Preheat your oven to 180 °C / 350 F. Prepare your muffin tins by lining them with paper liners.
In a large mixing bowl, combine 225g butter and 400g granulated white sugar. Using an electric mixer, beat them together until the mixture becomes light and fluffy, which should take about three minutes.
Once fluffy, add 4 Free-range Eggs, one at a time. Make sure each egg is fully incorporated before adding the next.
Next, stir in 5ml vanilla extract, 5ml lemon extract, and the zest of 2 lemons.
In a separate bowl, sift together 400g cake flour, 10ml baking powder, and 3ml bicarbonate of soda.

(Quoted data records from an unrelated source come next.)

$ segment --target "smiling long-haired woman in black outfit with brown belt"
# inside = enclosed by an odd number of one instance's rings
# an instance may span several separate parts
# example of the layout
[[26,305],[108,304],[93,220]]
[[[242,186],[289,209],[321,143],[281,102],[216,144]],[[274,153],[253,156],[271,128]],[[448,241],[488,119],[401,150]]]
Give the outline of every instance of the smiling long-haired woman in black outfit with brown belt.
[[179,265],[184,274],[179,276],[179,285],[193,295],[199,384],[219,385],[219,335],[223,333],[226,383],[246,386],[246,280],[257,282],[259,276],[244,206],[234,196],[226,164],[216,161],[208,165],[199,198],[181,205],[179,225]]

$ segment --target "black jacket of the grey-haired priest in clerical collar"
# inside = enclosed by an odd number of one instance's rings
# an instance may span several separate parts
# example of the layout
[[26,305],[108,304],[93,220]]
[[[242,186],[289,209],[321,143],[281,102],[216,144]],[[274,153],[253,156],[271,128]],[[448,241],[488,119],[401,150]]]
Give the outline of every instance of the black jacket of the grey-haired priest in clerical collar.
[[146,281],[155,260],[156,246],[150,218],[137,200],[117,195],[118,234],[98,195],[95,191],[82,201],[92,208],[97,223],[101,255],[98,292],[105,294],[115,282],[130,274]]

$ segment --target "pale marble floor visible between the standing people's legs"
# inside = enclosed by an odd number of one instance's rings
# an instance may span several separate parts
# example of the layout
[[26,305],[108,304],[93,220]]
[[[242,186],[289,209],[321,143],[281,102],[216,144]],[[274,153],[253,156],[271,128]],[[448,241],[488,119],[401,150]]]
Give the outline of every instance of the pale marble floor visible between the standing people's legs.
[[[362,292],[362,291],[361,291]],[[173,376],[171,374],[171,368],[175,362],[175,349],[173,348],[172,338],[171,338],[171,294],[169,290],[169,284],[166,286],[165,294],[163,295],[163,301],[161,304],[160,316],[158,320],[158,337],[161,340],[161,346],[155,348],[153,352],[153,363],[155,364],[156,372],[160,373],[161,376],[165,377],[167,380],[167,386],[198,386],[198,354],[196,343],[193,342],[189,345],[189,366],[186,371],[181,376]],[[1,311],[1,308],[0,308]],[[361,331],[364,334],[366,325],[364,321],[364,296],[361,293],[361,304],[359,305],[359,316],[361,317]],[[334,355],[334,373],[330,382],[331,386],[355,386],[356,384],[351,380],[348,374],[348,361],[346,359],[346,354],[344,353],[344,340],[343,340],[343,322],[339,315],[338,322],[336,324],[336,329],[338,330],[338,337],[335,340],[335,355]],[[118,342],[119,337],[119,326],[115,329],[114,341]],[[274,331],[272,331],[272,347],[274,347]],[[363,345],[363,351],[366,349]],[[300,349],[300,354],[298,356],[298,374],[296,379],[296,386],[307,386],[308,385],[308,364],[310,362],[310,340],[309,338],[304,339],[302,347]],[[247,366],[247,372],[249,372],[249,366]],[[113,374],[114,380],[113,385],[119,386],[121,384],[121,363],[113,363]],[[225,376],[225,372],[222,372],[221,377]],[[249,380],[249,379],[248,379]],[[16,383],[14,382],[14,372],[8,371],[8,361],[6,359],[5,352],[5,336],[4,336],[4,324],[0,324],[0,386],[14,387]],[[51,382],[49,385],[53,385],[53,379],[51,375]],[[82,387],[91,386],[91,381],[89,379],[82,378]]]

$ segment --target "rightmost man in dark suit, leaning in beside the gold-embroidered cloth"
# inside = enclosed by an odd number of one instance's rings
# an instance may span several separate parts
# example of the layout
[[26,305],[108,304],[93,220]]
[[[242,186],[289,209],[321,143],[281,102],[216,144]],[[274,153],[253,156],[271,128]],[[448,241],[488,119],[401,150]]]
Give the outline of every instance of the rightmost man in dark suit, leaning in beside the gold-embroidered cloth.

Gradually add the flour mixture to the butter-egg mixture in three parts, alternating with 250ml milk. Mix gently until just combined.

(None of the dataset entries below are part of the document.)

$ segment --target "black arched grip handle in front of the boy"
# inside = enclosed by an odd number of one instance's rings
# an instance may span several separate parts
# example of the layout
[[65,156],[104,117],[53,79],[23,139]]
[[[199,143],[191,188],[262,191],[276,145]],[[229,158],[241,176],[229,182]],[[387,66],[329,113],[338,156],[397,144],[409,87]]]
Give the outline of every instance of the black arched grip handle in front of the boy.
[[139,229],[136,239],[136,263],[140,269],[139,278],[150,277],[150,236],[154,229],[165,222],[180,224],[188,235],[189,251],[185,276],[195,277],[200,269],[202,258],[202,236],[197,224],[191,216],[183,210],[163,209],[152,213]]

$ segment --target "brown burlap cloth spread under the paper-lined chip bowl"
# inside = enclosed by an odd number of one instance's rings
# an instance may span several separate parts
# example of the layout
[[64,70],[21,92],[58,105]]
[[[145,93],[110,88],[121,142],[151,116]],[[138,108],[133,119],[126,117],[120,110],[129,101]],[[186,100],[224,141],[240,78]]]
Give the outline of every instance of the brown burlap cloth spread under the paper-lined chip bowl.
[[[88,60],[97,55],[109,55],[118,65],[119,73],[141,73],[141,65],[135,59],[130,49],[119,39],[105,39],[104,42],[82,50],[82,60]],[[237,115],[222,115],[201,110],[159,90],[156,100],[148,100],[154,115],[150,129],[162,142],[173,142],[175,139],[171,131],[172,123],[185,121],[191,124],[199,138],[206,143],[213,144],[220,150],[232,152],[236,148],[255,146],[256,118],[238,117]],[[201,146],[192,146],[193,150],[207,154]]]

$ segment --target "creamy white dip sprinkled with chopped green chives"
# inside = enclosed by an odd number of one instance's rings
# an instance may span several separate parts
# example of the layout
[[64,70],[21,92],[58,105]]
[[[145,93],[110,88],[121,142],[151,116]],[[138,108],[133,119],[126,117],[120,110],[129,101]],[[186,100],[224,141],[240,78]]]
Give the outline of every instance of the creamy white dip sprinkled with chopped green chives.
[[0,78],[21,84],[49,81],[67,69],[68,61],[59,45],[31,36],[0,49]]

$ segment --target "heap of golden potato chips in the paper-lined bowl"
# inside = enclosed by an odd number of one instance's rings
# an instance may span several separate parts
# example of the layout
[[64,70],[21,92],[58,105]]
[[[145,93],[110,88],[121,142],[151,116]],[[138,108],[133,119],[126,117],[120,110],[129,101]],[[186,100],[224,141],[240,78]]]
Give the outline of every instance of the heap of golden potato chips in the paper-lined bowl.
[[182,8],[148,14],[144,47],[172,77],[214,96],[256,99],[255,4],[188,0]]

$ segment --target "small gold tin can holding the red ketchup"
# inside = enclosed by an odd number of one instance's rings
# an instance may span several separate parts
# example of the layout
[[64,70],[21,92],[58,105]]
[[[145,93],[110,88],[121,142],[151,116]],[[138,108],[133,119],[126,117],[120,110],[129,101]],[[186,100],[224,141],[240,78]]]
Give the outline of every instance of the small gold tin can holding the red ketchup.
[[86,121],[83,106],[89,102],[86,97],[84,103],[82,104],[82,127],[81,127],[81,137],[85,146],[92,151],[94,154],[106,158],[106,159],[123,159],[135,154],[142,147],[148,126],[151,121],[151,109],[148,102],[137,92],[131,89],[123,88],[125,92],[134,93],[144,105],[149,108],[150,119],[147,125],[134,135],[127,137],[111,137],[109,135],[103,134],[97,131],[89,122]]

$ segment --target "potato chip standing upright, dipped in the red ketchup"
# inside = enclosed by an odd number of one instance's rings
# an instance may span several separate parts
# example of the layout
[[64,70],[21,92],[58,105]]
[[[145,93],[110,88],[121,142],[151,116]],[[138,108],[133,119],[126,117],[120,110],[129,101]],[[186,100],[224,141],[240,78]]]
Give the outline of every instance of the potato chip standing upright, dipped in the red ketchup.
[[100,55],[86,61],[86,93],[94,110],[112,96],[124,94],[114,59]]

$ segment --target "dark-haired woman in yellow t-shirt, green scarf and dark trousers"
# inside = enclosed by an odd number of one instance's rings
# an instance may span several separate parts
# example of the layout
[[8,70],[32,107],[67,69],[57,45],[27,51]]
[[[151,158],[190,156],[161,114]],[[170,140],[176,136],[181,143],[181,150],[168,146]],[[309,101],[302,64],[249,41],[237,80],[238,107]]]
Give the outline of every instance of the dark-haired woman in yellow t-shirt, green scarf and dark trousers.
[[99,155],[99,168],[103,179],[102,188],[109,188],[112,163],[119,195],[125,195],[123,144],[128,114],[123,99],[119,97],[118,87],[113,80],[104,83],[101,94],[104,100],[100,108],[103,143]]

Once mixed, fold in 80–100g pistachios to add texture and flavor to your cupcakes.
Scoop the batter into the prepared muffin tins using an ice cream scoop. Fill each liner about three-quarters full.

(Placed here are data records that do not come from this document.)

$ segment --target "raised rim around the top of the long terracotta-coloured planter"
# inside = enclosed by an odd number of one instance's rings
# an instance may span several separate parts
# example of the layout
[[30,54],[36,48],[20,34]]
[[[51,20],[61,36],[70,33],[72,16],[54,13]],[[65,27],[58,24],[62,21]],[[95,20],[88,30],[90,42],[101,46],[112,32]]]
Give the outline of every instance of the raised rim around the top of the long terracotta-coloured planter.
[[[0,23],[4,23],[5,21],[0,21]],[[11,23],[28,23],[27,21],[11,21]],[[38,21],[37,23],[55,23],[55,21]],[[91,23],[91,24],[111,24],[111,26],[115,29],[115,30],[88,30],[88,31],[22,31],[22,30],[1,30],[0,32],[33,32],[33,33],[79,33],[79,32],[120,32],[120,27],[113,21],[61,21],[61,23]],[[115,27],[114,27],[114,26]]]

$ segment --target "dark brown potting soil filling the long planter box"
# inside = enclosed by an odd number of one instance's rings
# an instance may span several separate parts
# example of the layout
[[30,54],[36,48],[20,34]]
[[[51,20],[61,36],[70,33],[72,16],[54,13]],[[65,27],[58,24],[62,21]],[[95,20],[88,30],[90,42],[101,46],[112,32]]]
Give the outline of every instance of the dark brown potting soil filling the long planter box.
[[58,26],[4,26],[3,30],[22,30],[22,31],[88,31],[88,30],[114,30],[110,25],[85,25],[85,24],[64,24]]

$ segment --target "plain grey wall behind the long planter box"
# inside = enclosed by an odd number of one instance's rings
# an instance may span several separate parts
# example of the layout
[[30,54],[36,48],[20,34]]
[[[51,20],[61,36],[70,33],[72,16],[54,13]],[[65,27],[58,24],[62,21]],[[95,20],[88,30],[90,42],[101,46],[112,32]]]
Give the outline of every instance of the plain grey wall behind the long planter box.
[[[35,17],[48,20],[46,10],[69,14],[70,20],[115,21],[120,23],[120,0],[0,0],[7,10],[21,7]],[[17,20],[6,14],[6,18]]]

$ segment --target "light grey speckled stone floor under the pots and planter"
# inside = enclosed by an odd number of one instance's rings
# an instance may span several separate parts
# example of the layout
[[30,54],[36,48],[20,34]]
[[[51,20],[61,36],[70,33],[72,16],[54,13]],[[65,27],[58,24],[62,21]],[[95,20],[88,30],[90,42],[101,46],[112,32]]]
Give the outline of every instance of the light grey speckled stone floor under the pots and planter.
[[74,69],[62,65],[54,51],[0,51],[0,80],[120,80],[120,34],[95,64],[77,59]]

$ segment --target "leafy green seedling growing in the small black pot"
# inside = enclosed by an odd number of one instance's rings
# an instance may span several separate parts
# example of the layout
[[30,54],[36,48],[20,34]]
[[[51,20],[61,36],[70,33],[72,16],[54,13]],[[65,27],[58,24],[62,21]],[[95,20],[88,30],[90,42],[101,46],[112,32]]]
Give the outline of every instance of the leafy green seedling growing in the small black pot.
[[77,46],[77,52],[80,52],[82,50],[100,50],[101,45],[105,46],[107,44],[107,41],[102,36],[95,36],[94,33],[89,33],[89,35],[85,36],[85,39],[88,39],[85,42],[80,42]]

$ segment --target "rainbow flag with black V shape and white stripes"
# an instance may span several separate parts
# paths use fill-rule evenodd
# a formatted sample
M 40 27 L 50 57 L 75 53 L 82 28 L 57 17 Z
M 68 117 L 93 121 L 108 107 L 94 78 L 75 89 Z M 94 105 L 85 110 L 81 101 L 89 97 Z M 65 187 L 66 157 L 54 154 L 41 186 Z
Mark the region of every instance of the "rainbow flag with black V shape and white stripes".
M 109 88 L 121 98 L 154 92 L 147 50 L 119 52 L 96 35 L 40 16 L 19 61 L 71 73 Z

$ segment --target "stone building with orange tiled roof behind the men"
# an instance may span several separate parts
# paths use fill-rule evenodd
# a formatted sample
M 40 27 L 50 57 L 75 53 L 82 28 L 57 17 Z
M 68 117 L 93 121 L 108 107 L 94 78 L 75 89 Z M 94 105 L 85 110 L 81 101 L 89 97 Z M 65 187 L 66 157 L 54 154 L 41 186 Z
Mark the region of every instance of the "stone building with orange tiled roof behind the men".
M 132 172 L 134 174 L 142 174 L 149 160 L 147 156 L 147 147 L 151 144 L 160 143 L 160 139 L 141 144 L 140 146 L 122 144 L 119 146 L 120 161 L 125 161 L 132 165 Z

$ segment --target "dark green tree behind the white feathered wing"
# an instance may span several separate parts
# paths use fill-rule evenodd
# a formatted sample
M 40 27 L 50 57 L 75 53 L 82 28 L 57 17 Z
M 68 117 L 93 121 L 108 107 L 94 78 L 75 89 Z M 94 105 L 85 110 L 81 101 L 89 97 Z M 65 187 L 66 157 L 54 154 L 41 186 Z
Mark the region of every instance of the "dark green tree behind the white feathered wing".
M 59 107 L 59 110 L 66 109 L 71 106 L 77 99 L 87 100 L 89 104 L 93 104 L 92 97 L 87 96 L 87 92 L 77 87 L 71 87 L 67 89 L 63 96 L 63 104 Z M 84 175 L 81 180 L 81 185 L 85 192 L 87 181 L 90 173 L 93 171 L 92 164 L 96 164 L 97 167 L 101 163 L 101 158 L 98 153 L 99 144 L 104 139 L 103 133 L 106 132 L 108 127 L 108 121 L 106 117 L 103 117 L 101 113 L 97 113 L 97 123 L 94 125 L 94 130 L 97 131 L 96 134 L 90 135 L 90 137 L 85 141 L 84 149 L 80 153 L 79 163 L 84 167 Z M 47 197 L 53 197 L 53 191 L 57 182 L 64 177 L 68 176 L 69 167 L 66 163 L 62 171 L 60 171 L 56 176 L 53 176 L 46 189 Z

Once baked, let the cupcakes cool in the tins for a few minutes before transferring them to a wire rack to cool completely.
While the cupcakes cool, prepare the meringue frosting. In a small saucepan, bring 250ml honey to a boil over medium heat.
In a separate bowl, whisk 3 egg whites until stiff peaks form.
Once the honey is bubbling, slowly pour it into the whipped egg whites in a thin stream while mixing on high speed.
Transfer the meringue to a piping bag and pipe it onto the cooled cupcakes.